WATCH: Viral Video Shows DC Police Violently Handcuffing Teenage Student

By Kenrya Rankin Oct 14, 2015

Twitter is buzzing with a video of 18-year-old Jason Goolsby, a University of DC student, being roughly arrested by two Metropolitan Police Department (MPD) officers on Monday. The assault was captured by a friend of Goolsby’s—he calls him “Mike” in the video—who was also taken down to the ground and handcuffed after the officers decided he didn’t back up quickly enough.



In the video, the officers are telling Goolsby, who is black, to stop resisting as they twist his arms behind his back, all while he yells in pain and continually repeats, “I’m not resisting.”

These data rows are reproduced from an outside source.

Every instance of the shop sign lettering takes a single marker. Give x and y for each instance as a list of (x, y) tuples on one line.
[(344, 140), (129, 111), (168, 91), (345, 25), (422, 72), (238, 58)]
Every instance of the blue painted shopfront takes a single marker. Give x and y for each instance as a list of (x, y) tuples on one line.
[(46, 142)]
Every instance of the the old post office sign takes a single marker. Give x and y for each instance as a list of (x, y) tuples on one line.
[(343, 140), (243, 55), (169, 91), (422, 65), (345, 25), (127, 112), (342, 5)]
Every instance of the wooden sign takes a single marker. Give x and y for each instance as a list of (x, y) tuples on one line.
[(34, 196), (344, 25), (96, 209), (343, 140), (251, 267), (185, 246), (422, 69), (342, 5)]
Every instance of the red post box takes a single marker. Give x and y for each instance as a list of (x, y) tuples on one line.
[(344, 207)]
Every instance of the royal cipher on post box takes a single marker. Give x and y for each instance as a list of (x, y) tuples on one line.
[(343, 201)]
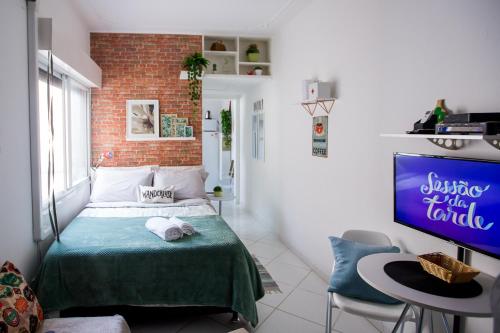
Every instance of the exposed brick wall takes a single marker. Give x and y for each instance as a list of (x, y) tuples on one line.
[(142, 66)]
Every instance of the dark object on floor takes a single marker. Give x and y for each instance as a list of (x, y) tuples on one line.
[(412, 275), (270, 286)]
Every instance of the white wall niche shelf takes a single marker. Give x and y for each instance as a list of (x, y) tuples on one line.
[(234, 62), (450, 142), (192, 138)]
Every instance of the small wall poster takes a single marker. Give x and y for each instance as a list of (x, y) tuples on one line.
[(143, 119), (320, 136)]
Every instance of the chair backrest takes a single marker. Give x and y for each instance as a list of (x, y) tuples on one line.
[(367, 237), (495, 305)]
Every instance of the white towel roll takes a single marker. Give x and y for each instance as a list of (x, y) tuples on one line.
[(163, 228), (186, 227)]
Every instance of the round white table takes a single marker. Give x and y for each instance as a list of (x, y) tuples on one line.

The Washington Post reports that the police received a 911 call saying that there were men possibly looking to rob ATM users and that they were wearing backpacks and “flat-top bush hairstyles.” MPD spokesperson Officer Sean Hickman provided the following statement to The Huffington Post:

The initial call was for a suspicious person, three subjects may be trying to rob people at the ATM. The location for the call was 6th St and Pennsylvania Ave, SE. Officers in the area responded to the assignment. One individual fled on foot from the police, was chased, and then taken down. The individual resisted, and was handcuffed while resisting after he refused to stop. The person making the video was interfering with police, and was also detained while the incident was investigated. Neither individual was arrested.

Another spokesperson told The Guardian that, “No criminal act was found to have taken place after the individuals were stopped and interviewed” and that the MPD was “reviewing the circumstances surrounding the stop to ensure that policies and procedures were followed.”

The hashtag #JusticeForJason erupted online as the video went viral, and students took to DC streets to protest the MPD’s actions:






One of Goolsby’s former teachers—and a Black Lives Matter activist—Erika Totten called him “one of the sweetest kids I’ve had the honor of teaching,” and told The Washington Post: “If you’re black, you’re an automatic threat. That’s the reality of the world we live in, and it’s supported by the justice system. White fear of a black boy caused that.”